程式碼範例 / 電腦視覺 / 使用遷移學習進行關鍵點檢測

使用遷移學習進行關鍵點檢測

作者: Sayak Paul,由 Muhammad Anas Raza 轉換為 Keras 3
建立日期 2021/05/02
上次修改日期 2023/07/19
說明: 使用數據增強和遷移學習訓練關鍵點偵測器。

ⓘ 此範例使用 Keras 3

在 Colab 中檢視 GitHub 原始碼

關鍵點檢測包括定位物件的關鍵部位。例如,我們臉部的關鍵部位包括鼻尖、眉毛、眼角等等。這些部位有助於以豐富的功能方式表示底層物件。關鍵點檢測的應用包括姿態估計、人臉檢測等。

在本範例中,我們將使用 StanfordExtra 數據集,並使用遷移學習來建立關鍵點偵測器。此範例需要 TensorFlow 2.4 或更高版本,以及 imgaug 函式庫,可以使用以下命令安裝

!pip install -q -U imgaug

數據收集

StanfordExtra 數據集包含 12,000 張狗的圖像,以及關鍵點和分割地圖。它是由 Stanford dogs 數據集開發而來。可以使用以下命令下載

!wget -q http://vision.stanford.edu/aditya86/ImageNetDogs/images.tar

註解以單個 JSON 檔案的形式提供在 StanfordExtra 數據集中,需要填寫此表單才能存取。作者明確指示使用者不要分享 JSON 檔案,本範例尊重此意願:您應該自行取得 JSON 檔案。

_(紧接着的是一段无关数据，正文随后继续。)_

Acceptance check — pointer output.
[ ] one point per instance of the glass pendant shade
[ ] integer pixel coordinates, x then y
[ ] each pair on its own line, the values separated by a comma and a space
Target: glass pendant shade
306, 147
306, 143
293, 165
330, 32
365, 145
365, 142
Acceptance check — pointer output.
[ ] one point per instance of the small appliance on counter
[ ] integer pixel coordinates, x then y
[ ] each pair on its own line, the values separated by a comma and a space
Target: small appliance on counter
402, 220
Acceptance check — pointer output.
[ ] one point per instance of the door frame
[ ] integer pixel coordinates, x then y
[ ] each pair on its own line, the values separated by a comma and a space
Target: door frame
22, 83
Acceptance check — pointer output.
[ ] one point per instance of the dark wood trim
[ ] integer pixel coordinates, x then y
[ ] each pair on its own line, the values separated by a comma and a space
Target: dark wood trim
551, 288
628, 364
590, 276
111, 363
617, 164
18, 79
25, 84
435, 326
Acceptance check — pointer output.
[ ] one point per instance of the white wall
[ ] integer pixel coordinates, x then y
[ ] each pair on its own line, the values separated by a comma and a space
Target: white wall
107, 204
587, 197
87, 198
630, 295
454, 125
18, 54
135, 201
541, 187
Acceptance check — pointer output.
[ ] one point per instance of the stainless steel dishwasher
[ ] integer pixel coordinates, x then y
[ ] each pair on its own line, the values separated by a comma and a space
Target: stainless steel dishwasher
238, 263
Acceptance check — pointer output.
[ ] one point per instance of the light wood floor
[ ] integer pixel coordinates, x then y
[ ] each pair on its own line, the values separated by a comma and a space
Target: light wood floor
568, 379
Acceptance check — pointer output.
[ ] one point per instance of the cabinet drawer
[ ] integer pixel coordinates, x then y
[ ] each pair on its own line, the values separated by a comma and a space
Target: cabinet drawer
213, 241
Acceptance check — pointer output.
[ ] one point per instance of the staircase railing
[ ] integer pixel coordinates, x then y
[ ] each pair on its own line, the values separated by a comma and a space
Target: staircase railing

JSON 檔案預期在本機上以 stanfordextra_v12.zip 的形式提供。

下載檔案後,我們可以解壓縮封存檔。

!tar xf images.tar
!unzip -qq ~/stanfordextra_v12.zip

匯入

from keras import layers
import keras

from imgaug.augmentables.kps import KeypointsOnImage
from imgaug.augmentables.kps import Keypoint
import imgaug.augmenters as iaa

from PIL import Image
from sklearn.model_selection import train_test_split
from matplotlib import pyplot as plt
import pandas as pd
import numpy as np
import json
import os

定義超參數

IMG_SIZE = 224
BATCH_SIZE = 64
EPOCHS = 5
NUM_KEYPOINTS = 24 * 2  # 24 pairs each having x and y coordinates

載入數據

作者還提供了中繼資料檔案,指定有關關鍵點的其他資訊,例如顏色資訊、動物姿態名稱等。我們將在 pandas 資料框架中載入此檔案,以提取資訊以用於視覺化目的。

IMG_DIR = "Images"
JSON = "StanfordExtra_V12/StanfordExtra_v12.json"
KEYPOINT_DEF = (
    "https://github.com/benjiebob/StanfordExtra/raw/master/keypoint_definitions.csv"
)

# Load the ground-truth annotations.
with open(JSON) as infile:
    json_data = json.load(infile)

# Set up a dictionary, mapping all the ground-truth information
# with respect to the path of the image.
json_dict = {i["img_path"]: i for i in json_data}

json_dict 的單個條目如下所示

'n02085782-Japanese_spaniel/n02085782_2886.jpg':
{'img_bbox': [205, 20, 116, 201],
 'img_height': 272,
 'img_path': 'n02085782-Japanese_spaniel/n02085782_2886.jpg',
 'img_width': 350,
 'is_multiple_dogs': False,
 'joints': [[108.66666666666667, 252.0, 1],
            [147.66666666666666, 229.0, 1],
            [163.5, 208.5, 1],
            [0, 0, 0],
            [0, 0, 0],
            [0, 0, 0],
            [54.0, 244.0, 1],
            [77.33333333333333, 225.33333333333334, 1],
            [79.0, 196.5, 1],
            [0, 0, 0],
            [0, 0, 0],
            [0, 0, 0],
            [0, 0, 0],
            [0, 0, 0],
            [150.66666666666666, 86.66666666666667, 1],
            [88.66666666666667, 73.0, 1],
            [116.0, 106.33333333333333, 1],
            [109.0, 123.33333333333333, 1],
            [0, 0, 0],
            [0, 0, 0],
            [0, 0, 0],
            [0, 0, 0],
            [0, 0, 0],
            [0, 0, 0]],
 'seg': ...}

在此範例中,我們感興趣的鍵是

  • img_path
  • joints

joints 內總共有 24 個條目。每個條目有 3 個值

  • x 坐標
  • y 坐標
  • 關鍵點的可見性旗標 (1 表示可見,0 表示不可見)

正如我們所見,joints 包含多個 [0, 0, 0] 條目,表示那些關鍵點未被標記。在此範例中,我們將同時考慮不可見和未標記的關鍵點,以便允許迷你批次學習。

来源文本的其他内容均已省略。